[
https://issues.apache.org/jira/browse/NUTCH-1135?page=com.atlassian.jira.plugin.system.issuetabpanels:comment-tabpanel&focusedCommentId=13127427#comment-13127427
]
Andrzej Bialecki commented on NUTCH-1135:
------------------------------------------
A few comments from the author of this monstrosity ;) First, thanks Ferdy for
taking time to work with this, it's much appreciated, we need to move forward
on this. I agree that ultimately this test should be moved to Gora and become a
part of a larger test suite that verifies correctness of concurrent
multi-threaded and multi-process operations.
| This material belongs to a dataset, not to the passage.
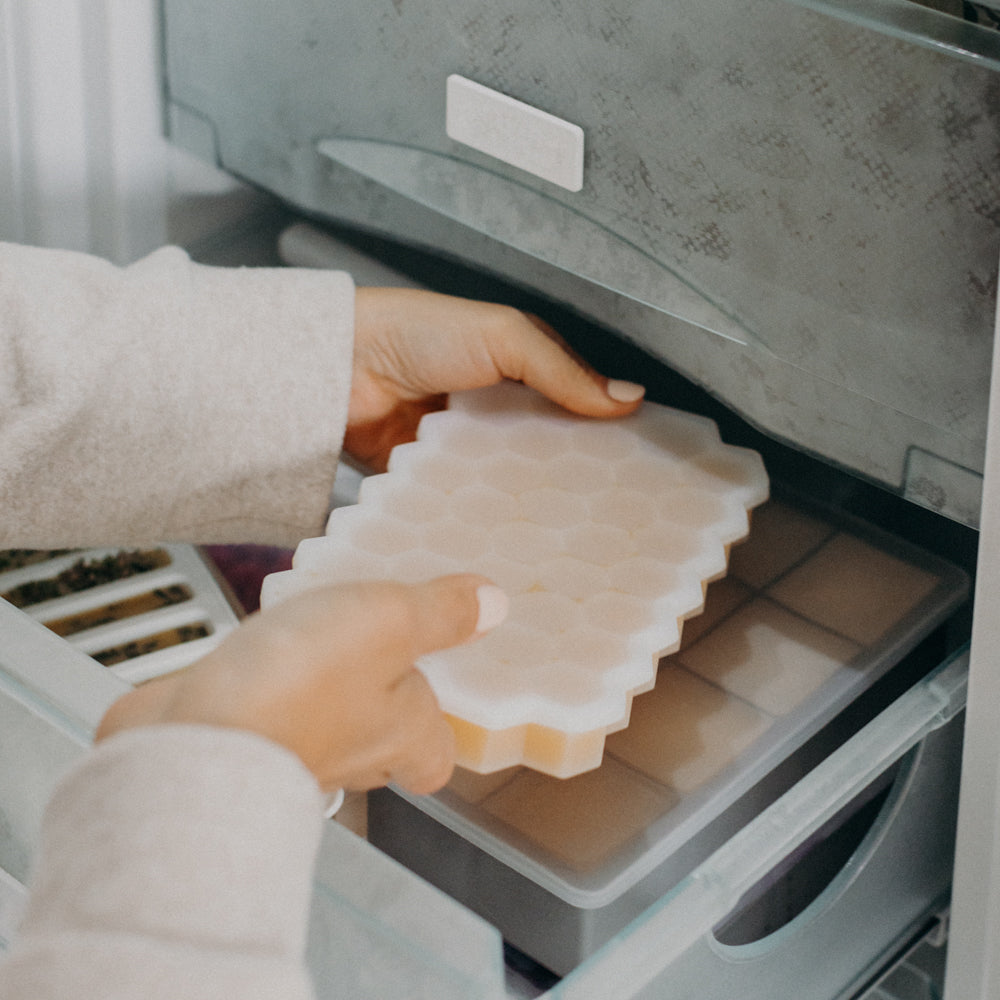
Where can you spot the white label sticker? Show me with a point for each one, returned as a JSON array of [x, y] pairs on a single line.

However, the immediate purpose of this class was to stress-test the existing
Gora versions in usage patterns typical for Nutch, in order to verify that a
particular version of Gora is a viable storage layer for Nutch - so the test
tries to replicate typical Nutch scenarios. Remember that this has to work not
only for a toy crawl in a single JVM in local mode, but also for a fully
distributed parallel map-reduce crawl. Consequently:
* testMultiThread: tests a scenario of multiple threads in a single JVM all
writing to the same storage instance. This replicates a scenario present e.g.
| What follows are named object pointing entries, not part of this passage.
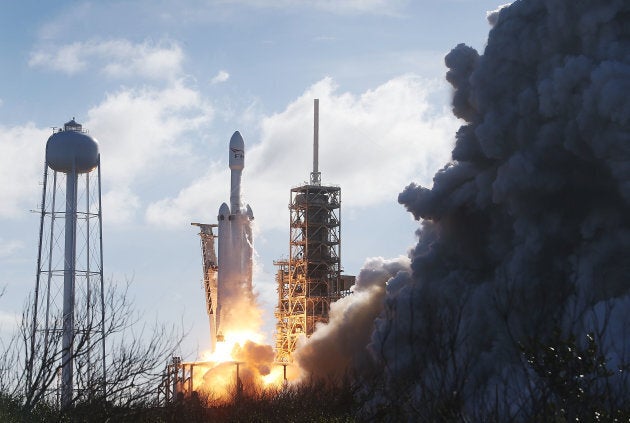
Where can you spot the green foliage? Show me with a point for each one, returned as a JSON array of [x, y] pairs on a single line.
[[570, 379]]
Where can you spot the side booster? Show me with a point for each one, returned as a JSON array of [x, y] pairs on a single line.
[[235, 245]]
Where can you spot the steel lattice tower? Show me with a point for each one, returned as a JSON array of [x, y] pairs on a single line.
[[310, 280], [68, 309]]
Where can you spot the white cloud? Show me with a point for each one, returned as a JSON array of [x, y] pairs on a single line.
[[493, 15], [371, 145], [222, 76], [115, 58], [120, 205], [21, 168], [141, 129], [141, 132]]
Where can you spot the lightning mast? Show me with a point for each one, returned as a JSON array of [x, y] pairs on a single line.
[[310, 280]]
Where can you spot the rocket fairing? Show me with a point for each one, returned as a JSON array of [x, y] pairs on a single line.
[[235, 249]]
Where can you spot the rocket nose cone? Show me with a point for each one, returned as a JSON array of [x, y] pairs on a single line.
[[224, 211], [237, 141], [237, 151]]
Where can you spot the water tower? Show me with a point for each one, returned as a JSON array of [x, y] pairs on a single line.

in a single Fetcher task. If this test fails (assuming it's properly
constructed!) then this means that Gora will fail, perhaps silently (see
NUTCH-893), in a fundamental Nutch tool.
* testMultiProcess: tests a scenario of multiple processes running in multiple
JVMs all writing to the same storage instance. This replicates a scenario of
multiple map-reduce tasks all using the same storage config (shared storage,
e.g. HSQLDB in server mode), and it's fundamental to all Nutch tools running on
a cluster. In map-reduce jobs there are usually many concurrent tasks, and some
of them may execute in several copies in parallel (speculative execution) and
some others may fail catastrophically without proper cleanup - and Gora
backends must just deal with it. If this test fails (again, assuming it's
properly constructed and doesn't exceed some OS capabilities of the test
machine, or some known limits of a storage impl. like the number of concurrent
connections) then it means that Gora storage is not reliable for a typical
map-reduce usage, which sort of defeats the point of using it at all.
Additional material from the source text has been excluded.